[dnstap] dnstap with auth/recursive servers

Sat Sep 12 01:21:51 UTC 2015

Hi, Evan:

This email is a bit long, sorry about that.  I try to go into some
detail below about what I was thinking when originally developing the
dnstap schema.  Thanks for making me write this down.

Evan Hunt wrote:
> I'm working on a BIND implementation of dnstap (targeted for BIND 9.11.0,
> early 2016), and have run into a problem.  How should I differentiate
> between AUTH_{QUERY,RESPONSE} and CLIENT_{QUERY,RESPONSE} when the server
> is configured to be both authoritative and recursive?
> 
> If a query arrives with RD=1, I can log it as a CQ, but then it might
> be answered authoritatively, in which case I might log it as AR, but it
> seems strange for the query and response to be unbalanced like that.

This is a good question, and one that hasn't come up before in previous
server implementations of dnstap in Unbound and Knot, since Unbound is
caching/forwarding only, and Knot is authoritative only.

There isn't a really good reason to enforce that the query and its
corresponding response be "paired" in terms of Message.Type values
(other than symmetry, I guess).  Adopting Joe's "message_tag" proposal
might make it slightly easier to locate a query/response pair from a
dnstap log.

How "malleable" is the runtime configuration of BIND with regard to
whether authoritative, recursive, or mixed mode service is being
provided?  (IIRC, weren't there some rndc "addzone" and "delzone"
commands added at some point?)

Your hypothetical here is a server that's been configured for mixed-mode
service.  What about the other two cases, where a server is configured
only for recursive service, or only for authoritative service?  Is there
a global variable that indicates whether the server has been configured
for recursive-only vs authoritative-only service?  (That is, is it
straight forward for BIND to make good use of the AUTH_QUERY and
CLIENT_QUERY values when it's not running in mixed mode?)

> I could postpone logging the query until I've determined whether we have
> an authoritative answer, but by that time I'd already be sending a
> response, and AQ and AR messages would be emitted almost simultaneously.

Yeah, ideally a DNS server should emit its dnstap log messages as early
as possible (but in the case of responses, *after* the response has been
sent, because logging should take a secondary priority to providing name
service).  For instance, the Unbound dnstap implementation generates CQs
before even doing basic sanity and ACL checks on the message, but this
is because we can make the simplification that all inbound queries
processed by Unbound will be marked as CLIENT_QUERYs.

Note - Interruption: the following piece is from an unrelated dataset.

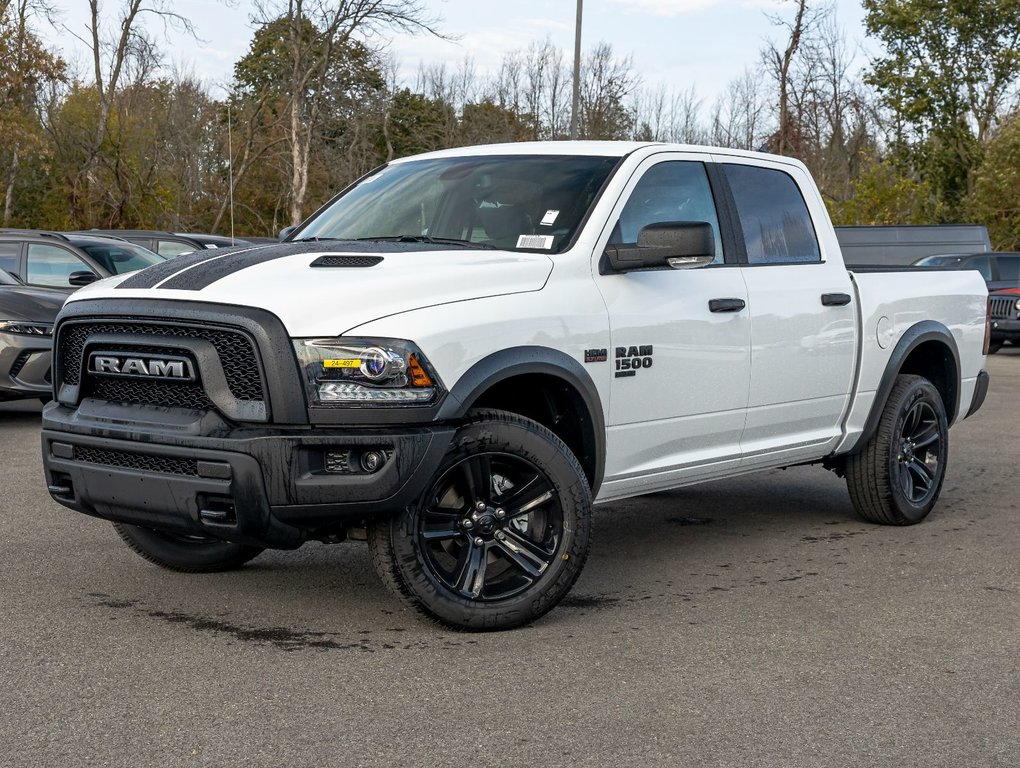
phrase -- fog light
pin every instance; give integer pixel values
(372, 460)
(338, 462)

But in BIND's case, you might end up traversing a fair amount of data
structures before being able to determine how the query should be
classified, right?  That strikes me as less than optimal, but as long
as you can emit the log message without waiting on cache misses to be
filled, it seems that it would still be desireable to be able to
accurate classify the inbound query.

> It seems the best solution is would be to log all RD=1 queries as CQ and
> their responses as CR, and all RD=0 queries as AQ and their responses as
> AR, and to extend the CR message to indicate whether the response was
> authoritative.

Hm, so, I intentionally tried to not define the Message.Type enum's
*_QUERY values based solely on the RD bit in the query message, because
of the corner cases:

(1) A recursive-only server receiving an RD=0 query is processing a
"cache snooping" request.  It might answer from cache without performing
recursion, or REFUSE it based on policy (e.g. Unbound without the
"allow_snoop" ACL set), etc.  A mixed-mode server might also process
these queries via the cache if it doesn't match an authoritative zone,
too.  So, it shouldn't be classified as an AUTH_QUERY based solely on
the RD bit, because it's not necessarily being processed as if it were a
request for authoritative service.

(2) An authoritative-only server receiving an RD=1 query is
processing...  well, I don't think there's a cute name for it, but you
usually get back a response without the RA bit set that's identical to
what you would have received if the RD bit were cleared.  (The most
common cause of this is probably people running something like "dig
@<AUTH-SERVER> ..." without setting +norec, because after all, it still
works even if you don't set +norec, right?)  So, it shouldn't be
classified as a CLIENT_QUERY based solely on the RD bit, because it's
not being processed as if it were a recursion-desired query.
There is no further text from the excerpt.